To investigate whether the core of Mars is solid or liquid
NASA has selected a new mission, set to launch in 2016, that will take the first look into the deep interior of Mars to see why the Red Planet evolved so differently from Earth as one of our solar system’s rocky planets.
The new mission, named InSight, will place instruments on the Martian surface to investigate whether the core of Mars is solid or liquid like Earth’s and why Mars’ crust is not divided into tectonic plates that drift like Earth’s. Detailed knowledge of the interior of Mars in comparison to Earth will help scientists understand better how terrestrial planets form and evolve.
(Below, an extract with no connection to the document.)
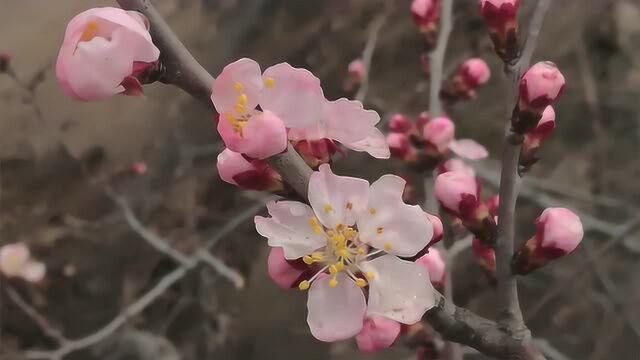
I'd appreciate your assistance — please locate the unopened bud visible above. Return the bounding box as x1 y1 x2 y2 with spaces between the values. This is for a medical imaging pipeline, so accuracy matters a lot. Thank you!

“The exploration of Mars is a top priority for NASA, and the selection of InSight ensures we will continue to unlock the mysteries of the Red Planet and lay the groundwork for a future human mission there,” NASA Administrator Charles Bolden said. “The recent successful landing of the Curiosity rover has galvanized public interest in space exploration and today’s announcement makes clear there are more exciting Mars missions to come.”
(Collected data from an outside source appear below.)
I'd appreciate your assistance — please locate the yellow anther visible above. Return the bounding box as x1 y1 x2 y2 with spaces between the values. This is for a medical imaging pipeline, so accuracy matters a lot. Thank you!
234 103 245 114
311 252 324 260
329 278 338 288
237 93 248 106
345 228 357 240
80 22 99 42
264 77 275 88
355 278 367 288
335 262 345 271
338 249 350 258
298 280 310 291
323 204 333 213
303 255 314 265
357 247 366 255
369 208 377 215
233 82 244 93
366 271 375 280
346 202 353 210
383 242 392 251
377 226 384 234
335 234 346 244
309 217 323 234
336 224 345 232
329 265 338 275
InSight will be led by W. Bruce Banerdt at NASA’s Jet Propulsion Laboratory (JPL) in Pasadena, Calif. InSight’s science team includes U.S. and international co-investigators from universities, industry and government agencies. The French space agency Centre National d’Etudes Spatiales, or CNES, and the German Aerospace Center, or DLR, are contributing instruments to InSight, which is scheduled to land on Mars in September 2016 to begin its two-year scientific mission.
InSight is the 12th selection in NASA’s series of Discovery-class missions. Created in 1992, the Discovery Program sponsors frequent, cost-capped solar system exploration missions with highly focused scientific goals. NASA requested Discovery mission proposals in June 2010 and received 28. InSight was one of three proposed missions selected in May 2011 for funding to conduct preliminary design studies and analyses. The other two proposals were for missions to a comet and Saturn’s moon Titan.
InSight builds on spacecraft technology used in NASA’s highly successful Phoenix lander mission, which was launched to the Red Planet in 2007 and determined water existed near the surface in the Martian polar regions. By incorporating proven systems in the mission, the InSight team demonstrated that the mission concept was low-risk and could stay within the cost-constrained budget of Discovery missions. The cost of the mission, excluding the launch vehicle and related services, is capped at $425 million in 2010 dollars.